А  Б  В  Г  Д  Е  Ж  З  И  Й  К  Л  М  Н  О  П  Р  С  Т  У  Ф  Х  Ц  Ч  Ш  Щ  Э  Ю  Я  A-Z

 

Дежурная была худая и высокая, с бледным ледяным лицом. От ее точных прикосновений вспыхивали лампочки, крутились колеса, бурлила жидкость в колбах, звякали звонки.
— Волшебство, — сказала мисс Пефко.
— Мне жаль, что член нашей лабораторной семьи употребляет это заплесневелое средневековое слово, — сказал доктор Брид. — Каждое из этих пособий понятно само по себе. Они и задуманы так, чтобы в них не было никакой мистификации. Они — прямая антитеза волшебству.
— Прямая что?
— Прямая противоположность.
— Только не для меня.
Доктор Брид слегка надулся.
— Что ж, — сказал он, — во всяком случае, мы никого мистифицировать не хотим. Признайте за нами хотя бы эту заслугу.
17. ДЕВИЧЬЕ БЮРО
Секретарша доктора Брида стояла у него в приемной, на своем бюро, подвешивая к люстре елочный бумажный фонарик гармошкой.
— Послушайте, Ноэми, — воскликнул доктор Брид, — у нас полгода не было ни одного несчастного случая. Нечего вам портить статистику и падать с бюро.
Мисс Ноэми Фауст была сухонькая веселенькая старушка. По-моему, она прослужила у доктора Брида почти всю его, да и всю свою жизнь.
Она засмеялась:
— Я небьющаяся. А если бы я даже упала, рождественские ангелы подхватили бы меня.
— И у них промашки бывали.
С фонарика свисали две бумажные ленты, тоже сложенные гармошкой. Мисс Фауст подергала одну ленту. Она натянулась, разворачиваясь, и превратилась в длинную полосу с надписью.
— Держите, — сказала мисс Фауст, подавая конец ленты доктору Бриду. — Тяните до конца и прикнопьте ее к доске объявлений.
Доктор Брид послушно все выполнил и отступил, чтобы прочесть лозунг на ленте.
— «Мир на Земле!» — радостно прочел он вслух. Мисс Фауст спустилась с бюро с другой лентой и развернула ее:
— «И в человецех благоволение!»
— Черт возьми! — засмеялся доктор Брид. — Они и рождество засушили. Но вид у комнаты праздничный, очень праздничный.
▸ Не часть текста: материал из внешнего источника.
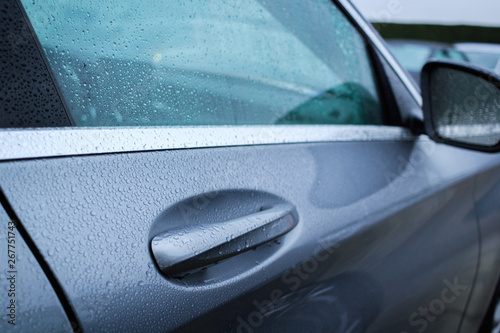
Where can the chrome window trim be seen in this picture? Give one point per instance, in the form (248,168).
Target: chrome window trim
(55,142)
(380,45)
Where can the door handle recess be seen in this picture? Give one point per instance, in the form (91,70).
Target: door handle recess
(185,249)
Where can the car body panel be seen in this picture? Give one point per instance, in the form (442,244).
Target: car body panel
(35,306)
(388,236)
(93,226)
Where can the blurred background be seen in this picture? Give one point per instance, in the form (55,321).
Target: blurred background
(417,30)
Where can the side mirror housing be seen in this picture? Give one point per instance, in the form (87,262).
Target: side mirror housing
(461,104)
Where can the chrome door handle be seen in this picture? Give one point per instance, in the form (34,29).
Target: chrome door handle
(188,248)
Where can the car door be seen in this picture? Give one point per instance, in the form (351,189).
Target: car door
(382,234)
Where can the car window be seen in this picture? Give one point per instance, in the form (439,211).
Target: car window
(449,54)
(206,62)
(411,56)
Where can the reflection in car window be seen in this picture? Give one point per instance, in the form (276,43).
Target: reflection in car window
(164,63)
(411,56)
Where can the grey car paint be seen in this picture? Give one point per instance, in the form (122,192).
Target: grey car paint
(367,208)
(30,303)
(387,240)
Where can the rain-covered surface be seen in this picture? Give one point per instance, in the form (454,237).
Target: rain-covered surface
(28,97)
(465,108)
(59,142)
(37,308)
(206,63)
(92,217)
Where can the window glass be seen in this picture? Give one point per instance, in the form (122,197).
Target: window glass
(165,63)
(411,56)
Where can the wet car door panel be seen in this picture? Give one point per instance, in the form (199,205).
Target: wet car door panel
(356,224)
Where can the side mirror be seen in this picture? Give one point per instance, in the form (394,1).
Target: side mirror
(461,105)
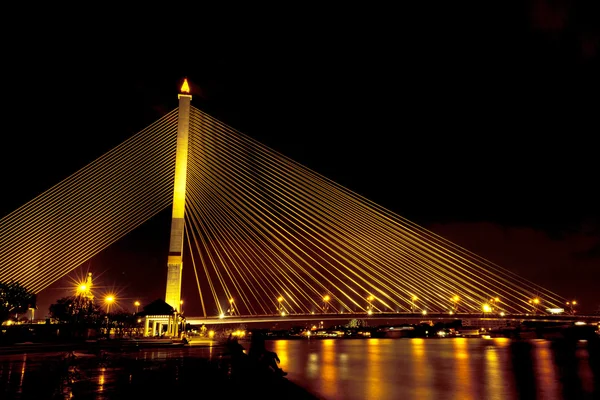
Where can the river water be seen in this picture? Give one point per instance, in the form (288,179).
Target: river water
(348,369)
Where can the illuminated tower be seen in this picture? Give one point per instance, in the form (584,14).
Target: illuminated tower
(175,262)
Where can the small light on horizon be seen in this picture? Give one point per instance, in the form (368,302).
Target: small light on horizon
(185,87)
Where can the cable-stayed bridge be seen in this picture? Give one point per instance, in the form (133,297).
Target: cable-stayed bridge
(263,234)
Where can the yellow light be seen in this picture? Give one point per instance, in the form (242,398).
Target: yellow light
(185,87)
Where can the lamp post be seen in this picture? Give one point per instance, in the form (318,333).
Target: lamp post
(571,305)
(370,304)
(455,301)
(534,303)
(326,299)
(280,308)
(412,304)
(108,300)
(231,309)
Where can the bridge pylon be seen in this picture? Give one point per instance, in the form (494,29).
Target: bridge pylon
(175,258)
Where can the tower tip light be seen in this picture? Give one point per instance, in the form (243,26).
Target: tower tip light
(185,87)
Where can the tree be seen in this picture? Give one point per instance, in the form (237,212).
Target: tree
(14,299)
(75,309)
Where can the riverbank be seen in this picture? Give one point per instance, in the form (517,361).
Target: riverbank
(74,370)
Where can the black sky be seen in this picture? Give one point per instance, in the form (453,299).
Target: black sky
(477,116)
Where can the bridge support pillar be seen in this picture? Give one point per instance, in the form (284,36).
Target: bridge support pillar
(175,259)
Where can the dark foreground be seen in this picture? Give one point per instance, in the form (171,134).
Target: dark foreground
(142,374)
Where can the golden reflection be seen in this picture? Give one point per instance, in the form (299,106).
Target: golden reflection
(281,348)
(329,369)
(101,379)
(546,375)
(421,373)
(462,370)
(373,375)
(585,372)
(494,378)
(22,371)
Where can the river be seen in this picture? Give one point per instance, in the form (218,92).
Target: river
(356,369)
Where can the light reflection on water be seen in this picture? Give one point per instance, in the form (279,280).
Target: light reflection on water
(456,368)
(378,369)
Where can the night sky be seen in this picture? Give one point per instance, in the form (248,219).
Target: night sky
(479,123)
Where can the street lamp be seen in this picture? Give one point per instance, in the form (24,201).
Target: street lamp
(370,305)
(534,303)
(326,299)
(108,300)
(230,310)
(455,299)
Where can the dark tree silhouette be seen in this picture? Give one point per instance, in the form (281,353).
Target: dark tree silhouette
(14,299)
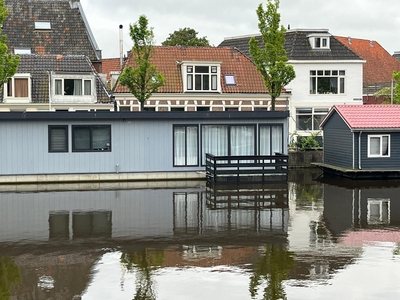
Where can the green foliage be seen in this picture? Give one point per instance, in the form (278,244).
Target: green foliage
(273,268)
(185,37)
(304,143)
(143,79)
(271,60)
(386,92)
(9,276)
(8,62)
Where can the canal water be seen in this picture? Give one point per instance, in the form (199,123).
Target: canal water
(312,238)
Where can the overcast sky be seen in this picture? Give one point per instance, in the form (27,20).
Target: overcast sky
(217,19)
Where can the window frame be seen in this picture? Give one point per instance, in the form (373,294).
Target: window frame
(50,137)
(91,130)
(13,98)
(191,77)
(380,155)
(316,76)
(185,126)
(229,142)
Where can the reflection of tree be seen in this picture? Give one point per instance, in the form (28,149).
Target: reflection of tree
(144,262)
(273,268)
(9,276)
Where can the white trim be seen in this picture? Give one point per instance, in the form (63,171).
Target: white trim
(380,136)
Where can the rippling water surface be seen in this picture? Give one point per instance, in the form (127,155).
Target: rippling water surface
(308,239)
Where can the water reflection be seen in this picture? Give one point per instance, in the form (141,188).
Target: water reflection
(249,242)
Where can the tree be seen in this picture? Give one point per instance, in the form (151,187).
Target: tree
(142,79)
(8,62)
(271,58)
(185,37)
(387,92)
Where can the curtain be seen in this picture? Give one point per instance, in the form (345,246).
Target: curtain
(87,87)
(77,86)
(214,140)
(21,87)
(242,140)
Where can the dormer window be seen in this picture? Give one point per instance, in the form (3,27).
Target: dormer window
(320,41)
(42,25)
(201,77)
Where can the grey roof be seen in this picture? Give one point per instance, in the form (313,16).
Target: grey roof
(40,66)
(298,47)
(70,33)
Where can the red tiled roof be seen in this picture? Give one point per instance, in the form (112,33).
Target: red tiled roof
(368,116)
(109,65)
(233,62)
(379,64)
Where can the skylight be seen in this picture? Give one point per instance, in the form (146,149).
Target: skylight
(230,79)
(42,25)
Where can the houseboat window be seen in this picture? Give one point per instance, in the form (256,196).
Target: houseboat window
(223,140)
(378,145)
(86,138)
(271,139)
(58,138)
(186,147)
(242,140)
(309,118)
(327,81)
(378,211)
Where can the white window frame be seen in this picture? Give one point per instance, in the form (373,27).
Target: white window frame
(12,98)
(339,74)
(188,69)
(320,41)
(42,25)
(63,98)
(372,220)
(380,147)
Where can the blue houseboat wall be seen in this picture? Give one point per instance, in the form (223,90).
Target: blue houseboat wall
(349,148)
(35,143)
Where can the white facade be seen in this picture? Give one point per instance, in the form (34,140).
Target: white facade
(303,98)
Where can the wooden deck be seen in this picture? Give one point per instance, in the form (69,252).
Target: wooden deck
(357,174)
(247,168)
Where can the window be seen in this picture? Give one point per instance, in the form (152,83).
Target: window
(309,118)
(22,50)
(18,88)
(86,138)
(378,211)
(42,25)
(327,81)
(73,87)
(58,138)
(230,80)
(186,147)
(227,140)
(378,145)
(202,78)
(271,139)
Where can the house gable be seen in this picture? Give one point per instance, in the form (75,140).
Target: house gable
(49,27)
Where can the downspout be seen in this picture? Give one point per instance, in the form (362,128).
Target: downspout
(50,88)
(359,150)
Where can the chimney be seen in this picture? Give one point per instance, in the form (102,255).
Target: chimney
(121,50)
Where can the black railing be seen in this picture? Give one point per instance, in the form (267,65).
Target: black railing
(247,168)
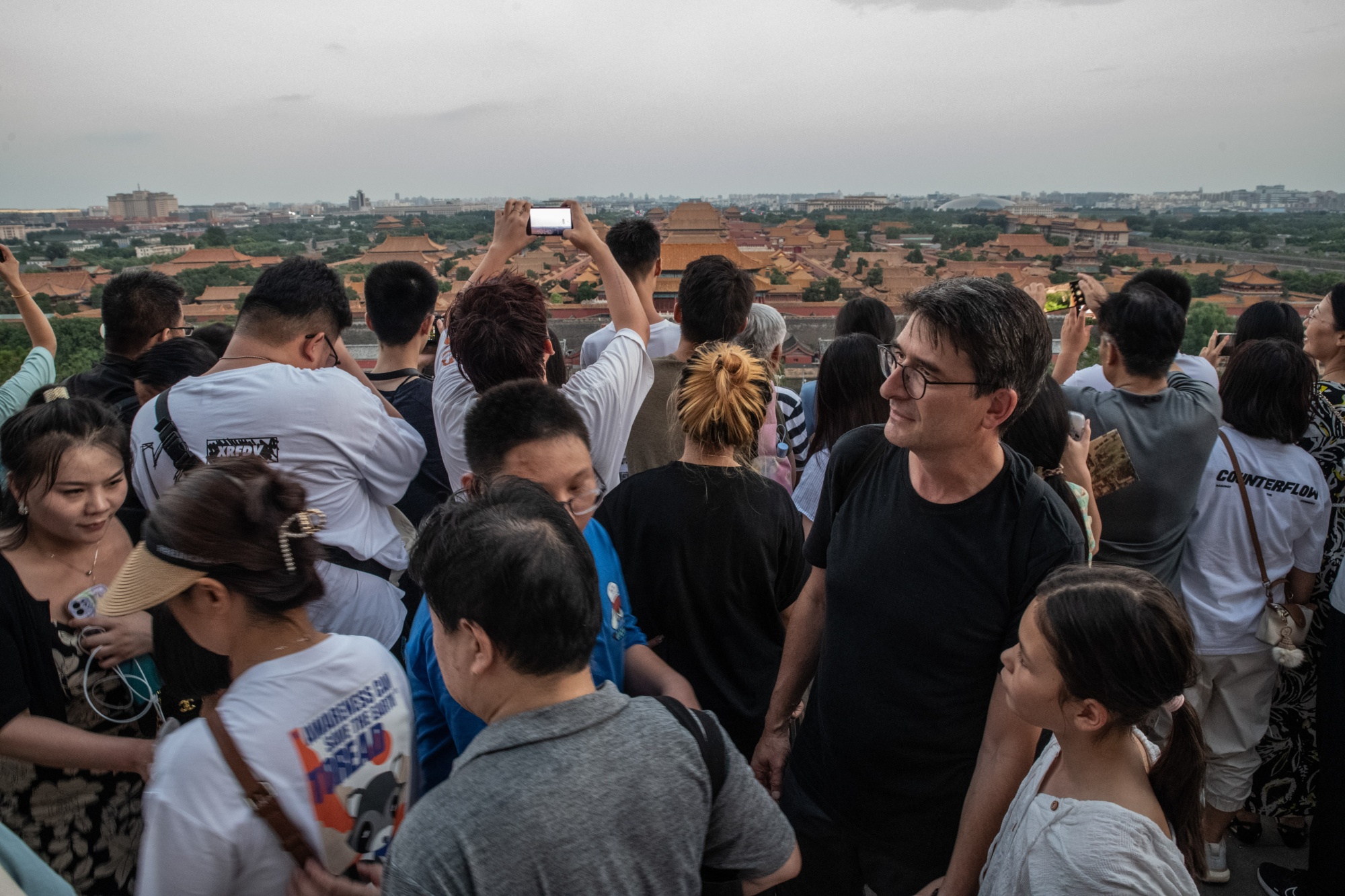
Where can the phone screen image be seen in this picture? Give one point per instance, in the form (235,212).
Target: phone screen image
(549,222)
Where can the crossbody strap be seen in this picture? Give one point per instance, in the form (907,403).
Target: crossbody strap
(259,792)
(169,436)
(1252,521)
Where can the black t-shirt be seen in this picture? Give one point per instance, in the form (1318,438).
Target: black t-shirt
(414,401)
(711,556)
(922,599)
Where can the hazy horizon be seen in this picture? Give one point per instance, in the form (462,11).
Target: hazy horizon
(307,101)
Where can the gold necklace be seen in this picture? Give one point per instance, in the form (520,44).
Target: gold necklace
(92,567)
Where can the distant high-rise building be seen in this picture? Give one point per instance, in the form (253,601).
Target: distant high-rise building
(142,204)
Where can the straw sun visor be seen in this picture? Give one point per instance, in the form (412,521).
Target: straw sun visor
(146,581)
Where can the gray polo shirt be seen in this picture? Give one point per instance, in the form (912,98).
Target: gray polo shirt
(1169,436)
(601,794)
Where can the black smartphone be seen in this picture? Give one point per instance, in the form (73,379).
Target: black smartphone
(549,221)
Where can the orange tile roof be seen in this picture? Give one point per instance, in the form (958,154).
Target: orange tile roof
(677,256)
(223,294)
(59,283)
(407,244)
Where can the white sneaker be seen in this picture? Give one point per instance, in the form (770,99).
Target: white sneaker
(1217,861)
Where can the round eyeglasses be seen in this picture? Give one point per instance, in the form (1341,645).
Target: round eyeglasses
(913,380)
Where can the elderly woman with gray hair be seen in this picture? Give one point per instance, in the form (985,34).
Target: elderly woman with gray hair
(765,337)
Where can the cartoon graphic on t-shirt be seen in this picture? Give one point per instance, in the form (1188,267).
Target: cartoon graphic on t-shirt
(614,596)
(357,756)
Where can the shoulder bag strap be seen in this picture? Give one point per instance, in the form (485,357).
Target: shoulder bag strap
(708,740)
(1252,521)
(169,436)
(259,792)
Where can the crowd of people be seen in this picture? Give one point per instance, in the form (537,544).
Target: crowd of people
(475,623)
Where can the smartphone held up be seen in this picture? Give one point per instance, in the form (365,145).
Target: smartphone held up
(549,221)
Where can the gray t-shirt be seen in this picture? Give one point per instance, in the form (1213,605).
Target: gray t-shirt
(601,794)
(1169,436)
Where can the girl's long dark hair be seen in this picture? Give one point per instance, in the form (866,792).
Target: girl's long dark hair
(34,442)
(848,389)
(1120,637)
(1040,436)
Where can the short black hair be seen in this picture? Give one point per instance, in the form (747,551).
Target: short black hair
(868,315)
(715,296)
(1269,321)
(173,361)
(997,326)
(216,335)
(1171,283)
(135,307)
(293,296)
(516,564)
(636,244)
(399,296)
(514,413)
(1147,326)
(1268,391)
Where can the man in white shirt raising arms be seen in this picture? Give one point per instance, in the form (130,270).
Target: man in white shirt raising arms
(497,331)
(637,245)
(289,392)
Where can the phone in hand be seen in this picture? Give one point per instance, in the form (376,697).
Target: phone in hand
(1077,294)
(85,604)
(549,221)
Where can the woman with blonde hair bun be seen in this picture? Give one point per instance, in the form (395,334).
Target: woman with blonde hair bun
(712,549)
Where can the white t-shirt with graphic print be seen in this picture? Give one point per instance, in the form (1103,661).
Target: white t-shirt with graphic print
(1221,577)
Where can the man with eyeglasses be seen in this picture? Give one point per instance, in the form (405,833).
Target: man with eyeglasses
(289,391)
(532,431)
(930,540)
(139,311)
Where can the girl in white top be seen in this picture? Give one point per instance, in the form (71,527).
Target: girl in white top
(325,720)
(1102,810)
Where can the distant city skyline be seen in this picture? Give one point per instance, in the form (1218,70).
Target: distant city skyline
(307,101)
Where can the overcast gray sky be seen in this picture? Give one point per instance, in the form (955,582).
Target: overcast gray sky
(305,100)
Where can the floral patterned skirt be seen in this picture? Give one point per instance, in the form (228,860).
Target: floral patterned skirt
(84,823)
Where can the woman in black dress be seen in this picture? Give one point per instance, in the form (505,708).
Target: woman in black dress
(712,549)
(60,537)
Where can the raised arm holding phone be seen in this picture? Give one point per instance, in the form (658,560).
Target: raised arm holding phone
(40,368)
(513,235)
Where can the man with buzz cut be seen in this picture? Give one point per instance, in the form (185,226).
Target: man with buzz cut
(637,245)
(290,392)
(571,787)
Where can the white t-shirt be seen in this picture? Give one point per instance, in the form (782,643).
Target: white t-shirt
(1221,579)
(607,395)
(1058,846)
(336,438)
(665,338)
(329,728)
(1194,366)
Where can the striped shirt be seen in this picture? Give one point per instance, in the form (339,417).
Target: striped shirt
(792,416)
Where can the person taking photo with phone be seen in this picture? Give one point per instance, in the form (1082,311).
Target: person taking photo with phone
(497,331)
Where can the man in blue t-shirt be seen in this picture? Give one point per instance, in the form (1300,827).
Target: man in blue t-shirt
(529,430)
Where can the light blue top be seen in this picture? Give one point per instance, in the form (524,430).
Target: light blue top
(38,369)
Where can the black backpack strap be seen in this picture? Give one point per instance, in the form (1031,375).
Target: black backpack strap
(170,438)
(708,739)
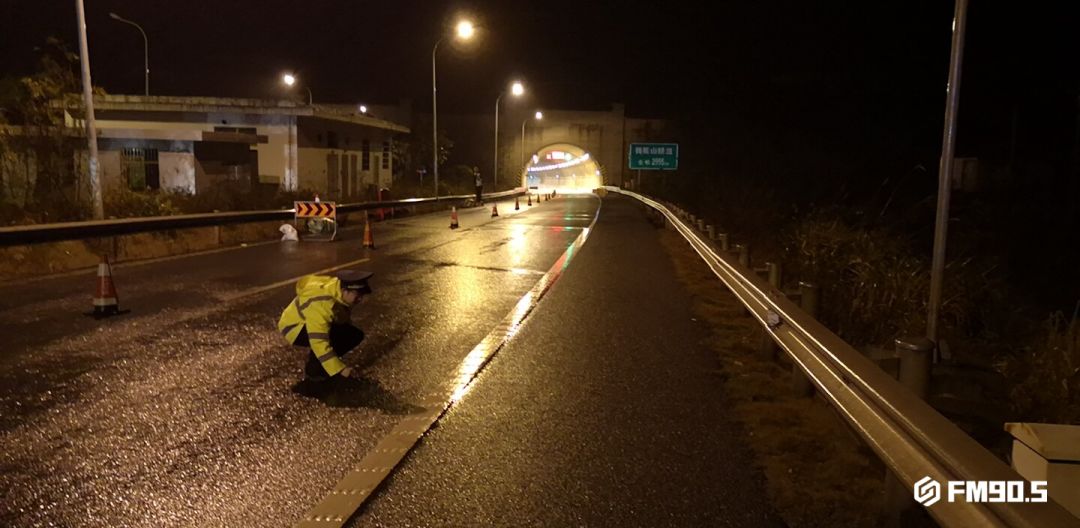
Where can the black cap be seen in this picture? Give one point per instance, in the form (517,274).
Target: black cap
(355,280)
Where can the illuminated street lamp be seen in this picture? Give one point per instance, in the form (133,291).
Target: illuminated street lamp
(538,117)
(517,90)
(463,30)
(146,50)
(289,80)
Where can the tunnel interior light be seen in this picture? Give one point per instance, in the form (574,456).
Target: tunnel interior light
(584,158)
(466,30)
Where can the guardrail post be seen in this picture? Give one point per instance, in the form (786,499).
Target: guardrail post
(743,251)
(767,348)
(916,354)
(808,300)
(774,275)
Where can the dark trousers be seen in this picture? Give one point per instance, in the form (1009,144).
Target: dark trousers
(343,338)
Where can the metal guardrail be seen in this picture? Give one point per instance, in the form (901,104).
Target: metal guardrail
(912,438)
(75,230)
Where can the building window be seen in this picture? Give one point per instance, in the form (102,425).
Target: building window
(235,130)
(139,168)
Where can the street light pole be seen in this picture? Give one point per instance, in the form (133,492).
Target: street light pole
(146,50)
(88,96)
(538,117)
(945,170)
(495,173)
(464,31)
(517,90)
(434,119)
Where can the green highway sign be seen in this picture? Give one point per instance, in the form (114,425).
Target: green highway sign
(653,156)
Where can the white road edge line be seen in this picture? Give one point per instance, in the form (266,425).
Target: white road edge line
(361,483)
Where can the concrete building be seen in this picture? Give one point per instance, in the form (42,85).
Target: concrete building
(194,143)
(604,135)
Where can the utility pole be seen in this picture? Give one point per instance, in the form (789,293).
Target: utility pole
(88,96)
(945,171)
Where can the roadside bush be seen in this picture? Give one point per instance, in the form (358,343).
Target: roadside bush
(1047,375)
(875,286)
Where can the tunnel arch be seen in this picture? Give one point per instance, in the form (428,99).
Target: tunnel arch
(562,166)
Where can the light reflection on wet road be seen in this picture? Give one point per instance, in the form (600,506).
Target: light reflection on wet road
(184,411)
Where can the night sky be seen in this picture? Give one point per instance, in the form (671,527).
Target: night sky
(831,77)
(659,57)
(820,99)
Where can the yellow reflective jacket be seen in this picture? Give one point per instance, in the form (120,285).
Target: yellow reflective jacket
(318,303)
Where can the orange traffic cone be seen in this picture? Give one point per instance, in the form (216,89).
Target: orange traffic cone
(106,301)
(368,240)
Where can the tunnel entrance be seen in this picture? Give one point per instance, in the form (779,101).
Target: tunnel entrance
(564,167)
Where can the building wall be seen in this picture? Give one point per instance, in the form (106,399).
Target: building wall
(337,174)
(323,145)
(177,171)
(273,156)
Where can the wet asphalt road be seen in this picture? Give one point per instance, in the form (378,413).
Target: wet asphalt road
(184,413)
(603,410)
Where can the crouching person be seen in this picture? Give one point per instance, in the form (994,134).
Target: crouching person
(319,319)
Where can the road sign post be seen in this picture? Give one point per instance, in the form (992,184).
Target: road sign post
(322,219)
(653,156)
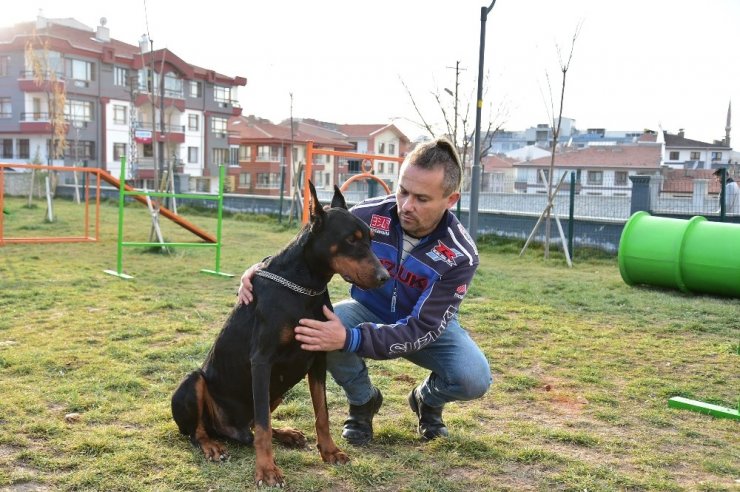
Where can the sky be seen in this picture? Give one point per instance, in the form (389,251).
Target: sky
(635,64)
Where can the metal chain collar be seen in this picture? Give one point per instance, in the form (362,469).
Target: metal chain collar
(289,284)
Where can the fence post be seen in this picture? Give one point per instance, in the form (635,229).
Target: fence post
(640,194)
(571,212)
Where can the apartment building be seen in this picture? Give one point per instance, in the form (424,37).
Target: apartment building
(147,104)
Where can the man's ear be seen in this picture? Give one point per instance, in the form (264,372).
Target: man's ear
(316,210)
(338,199)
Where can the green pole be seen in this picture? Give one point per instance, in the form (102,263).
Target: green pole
(221,179)
(571,225)
(121,196)
(722,193)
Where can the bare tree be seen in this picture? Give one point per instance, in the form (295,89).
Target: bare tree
(553,190)
(44,72)
(456,121)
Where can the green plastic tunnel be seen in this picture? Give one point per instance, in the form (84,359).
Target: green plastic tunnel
(696,255)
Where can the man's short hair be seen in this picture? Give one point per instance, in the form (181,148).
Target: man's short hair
(439,152)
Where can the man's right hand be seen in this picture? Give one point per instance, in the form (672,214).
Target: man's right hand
(245,295)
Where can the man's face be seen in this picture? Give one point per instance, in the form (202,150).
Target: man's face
(421,200)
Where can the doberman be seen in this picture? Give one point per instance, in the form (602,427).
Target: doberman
(255,359)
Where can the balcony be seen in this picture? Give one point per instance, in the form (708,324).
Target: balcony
(27,82)
(168,133)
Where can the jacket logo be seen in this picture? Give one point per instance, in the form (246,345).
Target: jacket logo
(460,291)
(380,224)
(442,252)
(404,276)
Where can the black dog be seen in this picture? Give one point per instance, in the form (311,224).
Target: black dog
(256,359)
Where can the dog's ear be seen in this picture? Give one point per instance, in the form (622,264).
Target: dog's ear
(338,199)
(317,211)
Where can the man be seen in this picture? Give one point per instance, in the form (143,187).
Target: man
(732,193)
(431,259)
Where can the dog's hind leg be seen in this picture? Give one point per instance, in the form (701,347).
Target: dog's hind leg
(329,451)
(287,436)
(191,406)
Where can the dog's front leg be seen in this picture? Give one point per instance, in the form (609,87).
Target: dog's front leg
(266,471)
(329,451)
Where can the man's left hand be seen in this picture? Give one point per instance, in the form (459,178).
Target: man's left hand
(323,336)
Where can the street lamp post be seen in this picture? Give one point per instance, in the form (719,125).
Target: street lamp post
(475,181)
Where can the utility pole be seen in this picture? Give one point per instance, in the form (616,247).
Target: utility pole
(454,130)
(475,180)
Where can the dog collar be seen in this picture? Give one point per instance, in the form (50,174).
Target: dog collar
(289,284)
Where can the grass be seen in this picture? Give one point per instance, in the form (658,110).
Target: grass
(583,366)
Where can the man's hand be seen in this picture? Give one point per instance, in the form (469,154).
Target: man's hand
(245,289)
(321,335)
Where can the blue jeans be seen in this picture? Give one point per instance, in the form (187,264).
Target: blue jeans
(460,371)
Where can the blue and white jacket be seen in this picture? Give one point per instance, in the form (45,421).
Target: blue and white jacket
(424,290)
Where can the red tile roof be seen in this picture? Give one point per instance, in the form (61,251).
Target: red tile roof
(497,162)
(261,130)
(606,156)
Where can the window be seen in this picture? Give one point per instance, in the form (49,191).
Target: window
(7,148)
(172,85)
(193,122)
(595,177)
(192,155)
(222,94)
(119,150)
(218,125)
(24,148)
(6,108)
(220,156)
(196,88)
(245,152)
(79,70)
(268,180)
(119,114)
(120,77)
(82,149)
(268,153)
(78,110)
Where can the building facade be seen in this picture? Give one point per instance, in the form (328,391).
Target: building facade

— И я не забыла про плитки шоколада для девичьего бюро! — сказала мисс Фауст. — Вы мной гордитесь?
Доктор Брид постучал себя по лбу, огорченный своей забывчивостью:
— Ну слава богу! Совершенно вылетело из головы!
— Никак нельзя забывать, — сказала мисс Фауст. Это стало традицией: доктор Брид каждое рождество дарит девушкам из бюро по плитке шоколада. — И она объяснила мне, что «девичьим бюро» у них называется машинное бюро в подвальном помещении лаборатории.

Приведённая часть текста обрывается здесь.